Touristenabgabe in Bayern bleibt verboten – Klage von München und Bamberg gescheitert

Eine Hotellobby mit Sofas, Stühlen, Tischen und Blumenarrangements im Vordergrund, Fenster mit Vorhängen und Lampen auf beiden Seiten, ein gerahmtes Kunstwerk und ein Spiegel im Hintergrund.

München: Anlauf gegen Bettsteuer-Verbot scheitert - Touristenabgabe in Bayern bleibt verboten – Klage von München und Bamberg gescheitert

Das Verbot von Touristenabgaben in Bayern bleibt nach einer gescheiterten Klage von drei Städten bestehen. Der Bayerische Verfassungsgerichtshof wies eine Klage der Städte München, Bamberg und Günzburg ab und beendete damit deren Bemühungen um eine neue Einnahmequelle. Kommunale Vertreter hatten gehofft, mit der Abgabe finanzielle Engpässe zu mildern, ohne die eigene Bevölkerung zu belasten.

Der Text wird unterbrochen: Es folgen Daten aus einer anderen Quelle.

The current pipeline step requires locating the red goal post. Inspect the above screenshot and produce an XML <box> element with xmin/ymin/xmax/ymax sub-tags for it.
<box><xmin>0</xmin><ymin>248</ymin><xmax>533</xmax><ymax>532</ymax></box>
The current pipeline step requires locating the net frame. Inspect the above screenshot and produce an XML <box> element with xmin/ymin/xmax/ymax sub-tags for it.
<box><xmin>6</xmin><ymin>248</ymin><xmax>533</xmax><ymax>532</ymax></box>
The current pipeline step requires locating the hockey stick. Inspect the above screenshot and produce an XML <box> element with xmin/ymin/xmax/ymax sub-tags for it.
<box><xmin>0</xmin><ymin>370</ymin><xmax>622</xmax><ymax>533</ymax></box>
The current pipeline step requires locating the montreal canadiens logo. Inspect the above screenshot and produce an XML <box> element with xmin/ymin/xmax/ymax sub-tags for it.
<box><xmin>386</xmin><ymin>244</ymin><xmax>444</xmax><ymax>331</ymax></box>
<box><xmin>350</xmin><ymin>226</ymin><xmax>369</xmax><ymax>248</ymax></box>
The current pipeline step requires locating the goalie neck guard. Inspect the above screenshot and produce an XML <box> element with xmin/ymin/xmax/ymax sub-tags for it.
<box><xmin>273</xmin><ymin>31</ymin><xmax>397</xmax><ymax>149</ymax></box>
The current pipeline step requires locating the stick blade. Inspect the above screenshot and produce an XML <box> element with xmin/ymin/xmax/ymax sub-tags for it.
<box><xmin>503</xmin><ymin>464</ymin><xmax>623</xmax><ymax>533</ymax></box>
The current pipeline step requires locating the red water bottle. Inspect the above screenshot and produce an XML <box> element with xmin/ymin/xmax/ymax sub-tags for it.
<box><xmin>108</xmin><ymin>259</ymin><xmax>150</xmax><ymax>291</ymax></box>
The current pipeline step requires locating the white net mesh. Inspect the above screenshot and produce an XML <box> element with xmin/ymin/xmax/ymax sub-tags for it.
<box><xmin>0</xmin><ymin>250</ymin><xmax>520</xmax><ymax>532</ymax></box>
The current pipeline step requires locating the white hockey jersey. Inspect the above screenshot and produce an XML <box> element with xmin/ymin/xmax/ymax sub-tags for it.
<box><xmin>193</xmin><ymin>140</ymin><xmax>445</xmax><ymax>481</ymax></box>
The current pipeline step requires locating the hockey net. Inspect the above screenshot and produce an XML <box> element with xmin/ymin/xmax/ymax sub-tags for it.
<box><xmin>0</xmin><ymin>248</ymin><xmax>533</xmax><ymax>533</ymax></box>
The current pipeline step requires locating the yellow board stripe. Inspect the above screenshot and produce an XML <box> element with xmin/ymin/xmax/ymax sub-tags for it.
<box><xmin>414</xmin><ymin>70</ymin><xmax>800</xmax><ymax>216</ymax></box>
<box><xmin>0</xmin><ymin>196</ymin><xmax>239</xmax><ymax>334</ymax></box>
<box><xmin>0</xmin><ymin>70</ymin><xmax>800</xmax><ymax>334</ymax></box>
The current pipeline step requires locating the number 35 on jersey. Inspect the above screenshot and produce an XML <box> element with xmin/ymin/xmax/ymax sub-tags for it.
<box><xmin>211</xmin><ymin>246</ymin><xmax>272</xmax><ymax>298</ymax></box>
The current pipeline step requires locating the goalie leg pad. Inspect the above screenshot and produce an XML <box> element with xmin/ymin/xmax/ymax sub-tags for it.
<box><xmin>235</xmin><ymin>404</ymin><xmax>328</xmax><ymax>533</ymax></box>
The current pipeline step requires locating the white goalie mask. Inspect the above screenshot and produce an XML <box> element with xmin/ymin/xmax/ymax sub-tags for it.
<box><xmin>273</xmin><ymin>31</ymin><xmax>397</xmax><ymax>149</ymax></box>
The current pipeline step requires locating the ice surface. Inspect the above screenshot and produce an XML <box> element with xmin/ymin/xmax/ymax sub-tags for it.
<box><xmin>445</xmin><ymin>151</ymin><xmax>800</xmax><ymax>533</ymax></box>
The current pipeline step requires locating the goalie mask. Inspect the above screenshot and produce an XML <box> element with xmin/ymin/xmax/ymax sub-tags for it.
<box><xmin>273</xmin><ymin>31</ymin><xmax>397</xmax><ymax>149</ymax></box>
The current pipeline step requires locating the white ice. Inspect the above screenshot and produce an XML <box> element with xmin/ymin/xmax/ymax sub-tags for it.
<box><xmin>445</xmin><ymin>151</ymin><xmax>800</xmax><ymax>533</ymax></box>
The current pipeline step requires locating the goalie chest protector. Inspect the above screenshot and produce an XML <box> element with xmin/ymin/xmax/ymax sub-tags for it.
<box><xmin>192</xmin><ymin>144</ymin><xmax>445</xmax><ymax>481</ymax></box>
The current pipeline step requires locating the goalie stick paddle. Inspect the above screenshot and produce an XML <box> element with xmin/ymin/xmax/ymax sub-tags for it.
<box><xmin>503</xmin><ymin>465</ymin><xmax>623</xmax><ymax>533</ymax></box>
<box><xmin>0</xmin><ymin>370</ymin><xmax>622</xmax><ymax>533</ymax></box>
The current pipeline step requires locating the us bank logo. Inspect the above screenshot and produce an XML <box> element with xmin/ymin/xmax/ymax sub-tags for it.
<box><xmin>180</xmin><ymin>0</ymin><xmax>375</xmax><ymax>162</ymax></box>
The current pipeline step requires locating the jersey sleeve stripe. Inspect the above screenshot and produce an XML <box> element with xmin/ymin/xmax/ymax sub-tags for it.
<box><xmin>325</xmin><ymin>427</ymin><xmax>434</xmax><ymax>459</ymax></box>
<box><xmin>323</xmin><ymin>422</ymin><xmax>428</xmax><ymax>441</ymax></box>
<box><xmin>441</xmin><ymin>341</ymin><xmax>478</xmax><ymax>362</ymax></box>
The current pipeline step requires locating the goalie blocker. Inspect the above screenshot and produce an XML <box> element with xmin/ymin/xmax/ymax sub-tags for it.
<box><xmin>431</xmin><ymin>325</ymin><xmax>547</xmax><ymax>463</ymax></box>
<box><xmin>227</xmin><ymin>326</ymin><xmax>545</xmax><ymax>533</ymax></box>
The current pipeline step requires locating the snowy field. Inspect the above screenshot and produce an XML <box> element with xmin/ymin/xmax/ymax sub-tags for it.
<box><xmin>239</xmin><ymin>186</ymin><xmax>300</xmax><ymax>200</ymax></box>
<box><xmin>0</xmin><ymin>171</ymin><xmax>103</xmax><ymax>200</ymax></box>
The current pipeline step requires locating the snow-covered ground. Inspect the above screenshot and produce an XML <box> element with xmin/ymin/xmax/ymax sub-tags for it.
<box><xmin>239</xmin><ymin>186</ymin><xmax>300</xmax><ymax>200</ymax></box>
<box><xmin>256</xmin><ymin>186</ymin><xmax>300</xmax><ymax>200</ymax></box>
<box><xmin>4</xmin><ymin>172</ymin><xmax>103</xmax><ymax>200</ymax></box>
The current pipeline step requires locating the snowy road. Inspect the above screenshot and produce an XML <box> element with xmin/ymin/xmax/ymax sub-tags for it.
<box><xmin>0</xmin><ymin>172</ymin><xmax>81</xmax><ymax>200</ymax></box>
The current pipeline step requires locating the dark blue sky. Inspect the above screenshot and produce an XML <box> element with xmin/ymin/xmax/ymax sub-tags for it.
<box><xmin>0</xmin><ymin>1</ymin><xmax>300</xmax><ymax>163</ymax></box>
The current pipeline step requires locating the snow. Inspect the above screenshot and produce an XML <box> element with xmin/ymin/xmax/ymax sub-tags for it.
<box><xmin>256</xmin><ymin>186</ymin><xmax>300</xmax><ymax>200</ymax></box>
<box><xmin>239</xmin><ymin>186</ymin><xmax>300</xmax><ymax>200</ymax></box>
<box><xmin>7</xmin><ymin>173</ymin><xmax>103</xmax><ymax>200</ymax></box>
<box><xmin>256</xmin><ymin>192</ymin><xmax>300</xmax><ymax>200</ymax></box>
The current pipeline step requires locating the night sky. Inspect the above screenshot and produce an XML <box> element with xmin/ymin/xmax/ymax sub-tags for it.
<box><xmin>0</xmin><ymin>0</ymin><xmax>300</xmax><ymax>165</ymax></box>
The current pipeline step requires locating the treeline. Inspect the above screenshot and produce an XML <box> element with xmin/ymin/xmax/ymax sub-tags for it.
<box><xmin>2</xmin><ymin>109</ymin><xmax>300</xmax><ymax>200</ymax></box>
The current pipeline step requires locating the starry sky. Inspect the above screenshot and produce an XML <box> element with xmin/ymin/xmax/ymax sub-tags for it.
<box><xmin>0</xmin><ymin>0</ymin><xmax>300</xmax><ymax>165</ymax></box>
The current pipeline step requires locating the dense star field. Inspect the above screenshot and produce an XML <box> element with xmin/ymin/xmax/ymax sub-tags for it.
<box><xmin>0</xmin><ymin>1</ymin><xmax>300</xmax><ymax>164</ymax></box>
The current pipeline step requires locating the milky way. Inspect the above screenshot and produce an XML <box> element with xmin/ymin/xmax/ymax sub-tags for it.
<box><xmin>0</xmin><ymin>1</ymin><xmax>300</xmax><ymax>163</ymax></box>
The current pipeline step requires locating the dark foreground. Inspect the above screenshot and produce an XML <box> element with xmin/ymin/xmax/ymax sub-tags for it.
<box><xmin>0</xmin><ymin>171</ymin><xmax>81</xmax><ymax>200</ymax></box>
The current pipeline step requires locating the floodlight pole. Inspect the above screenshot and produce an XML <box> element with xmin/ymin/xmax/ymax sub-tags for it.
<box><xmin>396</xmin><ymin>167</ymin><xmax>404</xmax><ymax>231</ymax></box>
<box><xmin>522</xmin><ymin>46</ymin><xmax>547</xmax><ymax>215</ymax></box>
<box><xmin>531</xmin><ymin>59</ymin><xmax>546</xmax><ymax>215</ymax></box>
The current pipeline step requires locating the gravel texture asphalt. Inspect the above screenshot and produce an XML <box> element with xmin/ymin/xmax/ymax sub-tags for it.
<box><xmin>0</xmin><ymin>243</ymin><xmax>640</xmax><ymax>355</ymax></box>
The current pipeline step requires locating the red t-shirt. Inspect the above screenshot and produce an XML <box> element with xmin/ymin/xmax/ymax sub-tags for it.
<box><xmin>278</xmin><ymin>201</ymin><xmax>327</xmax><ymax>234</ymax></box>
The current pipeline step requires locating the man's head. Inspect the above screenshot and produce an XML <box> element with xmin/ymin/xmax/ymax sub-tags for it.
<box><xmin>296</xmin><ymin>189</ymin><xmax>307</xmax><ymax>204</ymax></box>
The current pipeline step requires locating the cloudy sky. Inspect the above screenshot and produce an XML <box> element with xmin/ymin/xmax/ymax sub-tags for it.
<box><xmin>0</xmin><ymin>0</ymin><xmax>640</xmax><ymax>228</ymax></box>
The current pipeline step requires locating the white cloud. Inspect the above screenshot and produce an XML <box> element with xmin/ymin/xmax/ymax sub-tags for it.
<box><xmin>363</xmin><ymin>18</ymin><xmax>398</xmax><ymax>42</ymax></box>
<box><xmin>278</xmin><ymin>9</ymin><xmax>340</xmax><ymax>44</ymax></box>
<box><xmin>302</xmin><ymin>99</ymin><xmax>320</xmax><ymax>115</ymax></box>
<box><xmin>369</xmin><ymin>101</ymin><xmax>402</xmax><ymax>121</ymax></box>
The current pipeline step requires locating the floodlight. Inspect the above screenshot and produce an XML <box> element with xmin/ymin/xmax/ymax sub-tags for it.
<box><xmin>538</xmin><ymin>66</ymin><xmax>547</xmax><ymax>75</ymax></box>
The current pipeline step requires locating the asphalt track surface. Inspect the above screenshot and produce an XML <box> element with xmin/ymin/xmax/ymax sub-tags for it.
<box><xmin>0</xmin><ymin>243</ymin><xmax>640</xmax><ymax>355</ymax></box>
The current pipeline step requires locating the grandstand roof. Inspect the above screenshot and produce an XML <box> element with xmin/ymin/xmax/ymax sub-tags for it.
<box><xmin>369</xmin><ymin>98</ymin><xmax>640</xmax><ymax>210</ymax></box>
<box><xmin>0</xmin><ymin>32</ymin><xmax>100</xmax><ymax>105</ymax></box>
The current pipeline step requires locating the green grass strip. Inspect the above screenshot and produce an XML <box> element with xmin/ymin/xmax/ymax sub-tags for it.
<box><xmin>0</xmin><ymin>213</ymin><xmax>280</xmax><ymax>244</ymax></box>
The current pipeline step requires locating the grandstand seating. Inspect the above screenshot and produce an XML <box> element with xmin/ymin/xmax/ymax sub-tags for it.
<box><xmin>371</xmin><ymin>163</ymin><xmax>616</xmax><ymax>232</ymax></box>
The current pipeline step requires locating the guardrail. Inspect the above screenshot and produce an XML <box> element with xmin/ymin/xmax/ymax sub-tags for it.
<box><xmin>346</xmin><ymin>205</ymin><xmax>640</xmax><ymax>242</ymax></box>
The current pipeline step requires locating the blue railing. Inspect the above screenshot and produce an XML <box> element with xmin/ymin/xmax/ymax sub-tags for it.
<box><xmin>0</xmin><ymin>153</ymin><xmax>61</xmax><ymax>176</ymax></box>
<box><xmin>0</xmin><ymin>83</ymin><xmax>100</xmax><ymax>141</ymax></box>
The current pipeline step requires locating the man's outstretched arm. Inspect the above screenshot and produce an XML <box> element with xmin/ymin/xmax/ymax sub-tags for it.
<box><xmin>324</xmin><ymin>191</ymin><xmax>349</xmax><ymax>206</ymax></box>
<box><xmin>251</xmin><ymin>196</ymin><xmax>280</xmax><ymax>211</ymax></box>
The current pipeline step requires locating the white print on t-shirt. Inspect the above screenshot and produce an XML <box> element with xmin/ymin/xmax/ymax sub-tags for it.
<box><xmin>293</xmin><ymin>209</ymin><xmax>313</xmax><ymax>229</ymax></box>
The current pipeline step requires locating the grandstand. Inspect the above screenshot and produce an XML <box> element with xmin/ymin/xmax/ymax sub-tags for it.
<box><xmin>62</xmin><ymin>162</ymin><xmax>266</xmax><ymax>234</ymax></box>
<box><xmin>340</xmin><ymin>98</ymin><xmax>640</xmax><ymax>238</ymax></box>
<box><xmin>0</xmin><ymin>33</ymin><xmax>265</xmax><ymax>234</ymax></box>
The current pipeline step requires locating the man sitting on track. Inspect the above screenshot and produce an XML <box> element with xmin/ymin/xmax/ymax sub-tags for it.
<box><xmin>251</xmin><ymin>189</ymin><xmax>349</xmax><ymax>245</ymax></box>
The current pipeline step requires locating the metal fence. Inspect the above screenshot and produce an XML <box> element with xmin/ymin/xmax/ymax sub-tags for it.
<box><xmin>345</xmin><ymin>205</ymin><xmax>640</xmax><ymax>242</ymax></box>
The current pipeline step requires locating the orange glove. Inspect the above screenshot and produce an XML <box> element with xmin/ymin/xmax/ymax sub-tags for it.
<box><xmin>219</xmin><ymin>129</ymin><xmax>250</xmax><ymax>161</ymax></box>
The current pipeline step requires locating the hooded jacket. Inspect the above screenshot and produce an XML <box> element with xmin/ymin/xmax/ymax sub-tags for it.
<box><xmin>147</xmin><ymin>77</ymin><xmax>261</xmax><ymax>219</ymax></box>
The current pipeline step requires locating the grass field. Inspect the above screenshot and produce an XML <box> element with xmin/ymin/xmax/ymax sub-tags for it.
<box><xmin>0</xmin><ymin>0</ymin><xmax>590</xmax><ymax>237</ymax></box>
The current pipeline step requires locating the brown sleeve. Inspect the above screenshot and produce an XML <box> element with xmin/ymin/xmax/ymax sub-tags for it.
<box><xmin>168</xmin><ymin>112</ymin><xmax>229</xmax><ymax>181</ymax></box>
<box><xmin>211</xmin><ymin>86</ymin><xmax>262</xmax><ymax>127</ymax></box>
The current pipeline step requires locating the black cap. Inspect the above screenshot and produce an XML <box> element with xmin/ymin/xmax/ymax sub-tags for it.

Der Streit entzündete sich, als die bayerische Staatsregierung unter Ministerpräsident Dr. Markus Söder ein landesweites Verbot von Touristensteuern einführte. München, Bamberg und Günzburg argumentierten, die Regelung entziehe ihnen eine mögliche Einnahmequelle. Oberbürgermeister Dieter Reiter kritisierte die Beschränkung scharf und behauptete, sie verhindere, dass Städte Gelder aufbringen könnten, ohne die Bürger zusätzlich zu belasten.

Nach der Abweisung der Klage müssen München, Bamberg und Günzburg nun nach alternativen Lösungen für ihre Haushaltslücken suchen. Die Gerichtsentscheidung bestätigt, dass in Bayern vorerst keine Touristenabgaben eingeführt werden. Das Verbot bleibt eine zentrale Maßnahme der Politik von Ministerpräsident Dr. Markus Söder.